Good article. One subtle thing to note is that "offcore" and "uncore" events, while they might sound related, are very different in practice.
Offcore Response events let you gather counts for cache results that have gone "offcore". There is a separate MSR (outside the normal MSR range) that you can set that will filter these cache results based on exactly where the offcore cache request was handled.
Much of the debate referenced in this article was sparked because this extra MSR was newly exposed via the "config1" field in the perf_event_attr structure in the perf_events.h header file. (It still is, just now your program will fail if you try to program that field).

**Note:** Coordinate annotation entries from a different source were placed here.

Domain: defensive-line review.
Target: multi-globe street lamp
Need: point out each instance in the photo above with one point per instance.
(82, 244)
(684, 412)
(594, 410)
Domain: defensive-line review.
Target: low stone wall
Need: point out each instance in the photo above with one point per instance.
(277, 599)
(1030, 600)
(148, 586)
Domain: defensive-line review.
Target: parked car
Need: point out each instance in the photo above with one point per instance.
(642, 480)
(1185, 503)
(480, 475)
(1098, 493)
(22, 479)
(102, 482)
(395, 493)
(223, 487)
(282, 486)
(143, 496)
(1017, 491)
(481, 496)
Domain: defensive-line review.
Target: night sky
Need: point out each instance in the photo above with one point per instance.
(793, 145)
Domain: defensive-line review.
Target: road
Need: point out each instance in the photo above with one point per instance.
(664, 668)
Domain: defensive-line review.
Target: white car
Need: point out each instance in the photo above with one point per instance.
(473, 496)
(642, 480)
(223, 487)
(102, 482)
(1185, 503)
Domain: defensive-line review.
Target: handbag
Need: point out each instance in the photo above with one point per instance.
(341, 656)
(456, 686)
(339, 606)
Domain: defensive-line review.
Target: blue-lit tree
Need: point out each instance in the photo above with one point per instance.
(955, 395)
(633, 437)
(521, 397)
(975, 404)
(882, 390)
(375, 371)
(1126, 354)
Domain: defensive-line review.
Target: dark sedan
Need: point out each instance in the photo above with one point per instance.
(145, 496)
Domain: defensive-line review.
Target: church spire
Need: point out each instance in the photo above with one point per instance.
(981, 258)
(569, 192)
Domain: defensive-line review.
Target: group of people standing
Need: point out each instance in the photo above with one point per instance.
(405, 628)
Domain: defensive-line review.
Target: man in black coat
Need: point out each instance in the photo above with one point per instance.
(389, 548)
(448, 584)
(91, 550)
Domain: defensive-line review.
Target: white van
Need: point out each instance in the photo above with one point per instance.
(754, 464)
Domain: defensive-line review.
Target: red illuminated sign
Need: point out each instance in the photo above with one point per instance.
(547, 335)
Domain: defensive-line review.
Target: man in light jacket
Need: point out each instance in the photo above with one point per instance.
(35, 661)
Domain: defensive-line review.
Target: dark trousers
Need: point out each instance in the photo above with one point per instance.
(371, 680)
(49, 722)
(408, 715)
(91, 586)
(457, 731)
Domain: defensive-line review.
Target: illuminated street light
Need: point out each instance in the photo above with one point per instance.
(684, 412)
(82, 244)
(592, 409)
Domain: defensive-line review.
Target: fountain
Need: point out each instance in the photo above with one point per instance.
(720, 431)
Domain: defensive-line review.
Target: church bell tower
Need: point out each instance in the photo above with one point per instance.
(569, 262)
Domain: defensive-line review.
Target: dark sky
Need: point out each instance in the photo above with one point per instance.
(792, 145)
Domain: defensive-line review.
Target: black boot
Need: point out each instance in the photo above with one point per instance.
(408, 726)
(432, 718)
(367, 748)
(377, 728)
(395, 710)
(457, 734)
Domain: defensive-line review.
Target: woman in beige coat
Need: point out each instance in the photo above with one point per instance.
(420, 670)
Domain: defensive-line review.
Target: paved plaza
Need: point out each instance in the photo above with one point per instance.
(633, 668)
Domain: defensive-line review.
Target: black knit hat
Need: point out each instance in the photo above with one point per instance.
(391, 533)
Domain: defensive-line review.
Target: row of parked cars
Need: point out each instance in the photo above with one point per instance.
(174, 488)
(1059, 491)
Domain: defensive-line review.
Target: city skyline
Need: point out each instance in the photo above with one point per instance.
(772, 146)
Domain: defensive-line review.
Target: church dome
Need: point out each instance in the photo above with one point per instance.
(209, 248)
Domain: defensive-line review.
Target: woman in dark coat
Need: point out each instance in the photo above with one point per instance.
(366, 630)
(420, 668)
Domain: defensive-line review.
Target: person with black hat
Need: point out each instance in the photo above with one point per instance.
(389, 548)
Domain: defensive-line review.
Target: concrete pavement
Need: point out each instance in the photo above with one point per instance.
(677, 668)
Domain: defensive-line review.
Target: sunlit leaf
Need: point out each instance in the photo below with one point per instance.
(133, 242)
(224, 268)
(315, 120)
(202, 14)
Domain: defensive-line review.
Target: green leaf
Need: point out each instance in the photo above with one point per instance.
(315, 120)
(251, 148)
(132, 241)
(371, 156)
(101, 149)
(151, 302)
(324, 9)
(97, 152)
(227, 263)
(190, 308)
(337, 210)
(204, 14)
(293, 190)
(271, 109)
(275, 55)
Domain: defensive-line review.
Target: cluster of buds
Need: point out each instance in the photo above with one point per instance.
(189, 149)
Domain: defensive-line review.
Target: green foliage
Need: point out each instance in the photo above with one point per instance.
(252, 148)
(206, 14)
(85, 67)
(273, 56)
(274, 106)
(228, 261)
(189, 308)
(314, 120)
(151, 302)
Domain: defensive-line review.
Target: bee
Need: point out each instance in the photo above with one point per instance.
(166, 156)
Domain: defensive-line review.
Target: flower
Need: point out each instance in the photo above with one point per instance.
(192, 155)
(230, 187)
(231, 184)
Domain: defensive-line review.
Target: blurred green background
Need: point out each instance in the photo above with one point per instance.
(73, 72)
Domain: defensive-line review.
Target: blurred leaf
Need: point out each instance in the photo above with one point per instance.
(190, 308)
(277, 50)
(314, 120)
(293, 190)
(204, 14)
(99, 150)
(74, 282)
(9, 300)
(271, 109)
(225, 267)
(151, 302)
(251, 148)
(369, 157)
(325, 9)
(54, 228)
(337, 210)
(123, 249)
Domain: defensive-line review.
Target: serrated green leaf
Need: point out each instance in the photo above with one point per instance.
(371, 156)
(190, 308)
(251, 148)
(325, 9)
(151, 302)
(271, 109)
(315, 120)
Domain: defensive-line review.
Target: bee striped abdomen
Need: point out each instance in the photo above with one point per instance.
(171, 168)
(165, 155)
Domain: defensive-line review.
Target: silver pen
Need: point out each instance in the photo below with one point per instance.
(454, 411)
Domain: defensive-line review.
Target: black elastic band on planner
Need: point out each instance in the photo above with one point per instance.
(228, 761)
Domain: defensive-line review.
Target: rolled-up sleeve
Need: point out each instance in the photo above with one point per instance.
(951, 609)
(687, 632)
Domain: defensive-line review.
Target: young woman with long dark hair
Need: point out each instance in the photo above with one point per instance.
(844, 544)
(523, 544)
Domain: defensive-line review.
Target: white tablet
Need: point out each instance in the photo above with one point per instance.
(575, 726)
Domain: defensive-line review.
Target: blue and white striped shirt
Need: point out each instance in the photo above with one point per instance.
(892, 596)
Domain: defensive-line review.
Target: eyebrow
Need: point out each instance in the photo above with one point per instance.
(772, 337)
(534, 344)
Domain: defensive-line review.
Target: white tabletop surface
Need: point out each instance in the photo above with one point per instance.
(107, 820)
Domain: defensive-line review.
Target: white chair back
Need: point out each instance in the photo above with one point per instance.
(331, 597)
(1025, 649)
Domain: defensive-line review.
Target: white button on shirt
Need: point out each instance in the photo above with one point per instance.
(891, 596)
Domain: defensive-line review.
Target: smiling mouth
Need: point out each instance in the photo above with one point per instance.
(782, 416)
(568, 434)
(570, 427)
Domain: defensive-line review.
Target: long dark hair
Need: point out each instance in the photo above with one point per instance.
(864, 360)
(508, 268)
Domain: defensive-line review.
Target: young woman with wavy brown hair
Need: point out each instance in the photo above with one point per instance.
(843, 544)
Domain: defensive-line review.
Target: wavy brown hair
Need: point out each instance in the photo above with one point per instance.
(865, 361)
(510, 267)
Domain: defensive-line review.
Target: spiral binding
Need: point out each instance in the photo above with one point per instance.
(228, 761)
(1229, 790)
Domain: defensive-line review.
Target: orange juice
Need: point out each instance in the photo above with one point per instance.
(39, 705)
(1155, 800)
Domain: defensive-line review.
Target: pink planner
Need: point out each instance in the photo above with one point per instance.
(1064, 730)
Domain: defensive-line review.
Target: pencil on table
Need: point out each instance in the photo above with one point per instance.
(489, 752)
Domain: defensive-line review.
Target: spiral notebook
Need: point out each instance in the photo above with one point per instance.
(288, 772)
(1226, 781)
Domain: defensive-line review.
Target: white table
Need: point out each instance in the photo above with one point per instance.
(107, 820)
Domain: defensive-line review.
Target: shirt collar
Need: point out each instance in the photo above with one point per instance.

Uncore events are events handled by a separate PMU that handles chip-wide (rather than per-core) counters. This includes things like the memory controller, interconnect logic, and the last-level cache. To support this properly the kernel will have to be patched in much more intrusive ways (to support having multiple PMUs active at once, and to also figure out complicated issues. Such as: an uncore-PMU counteroverflowed. Which of the cores gets notified? Which cores is it even relevant too? A tricky problem).
As per Ingo's complaint that you have to pass dense hex values to perf... that's a failing with perf. You can use the very nice "libpfm4" library to use nice names for these events as documented in the various vendor manuals. There have been patches to have perf link against libpfm4, but it doesn't seem to have gone anywhere.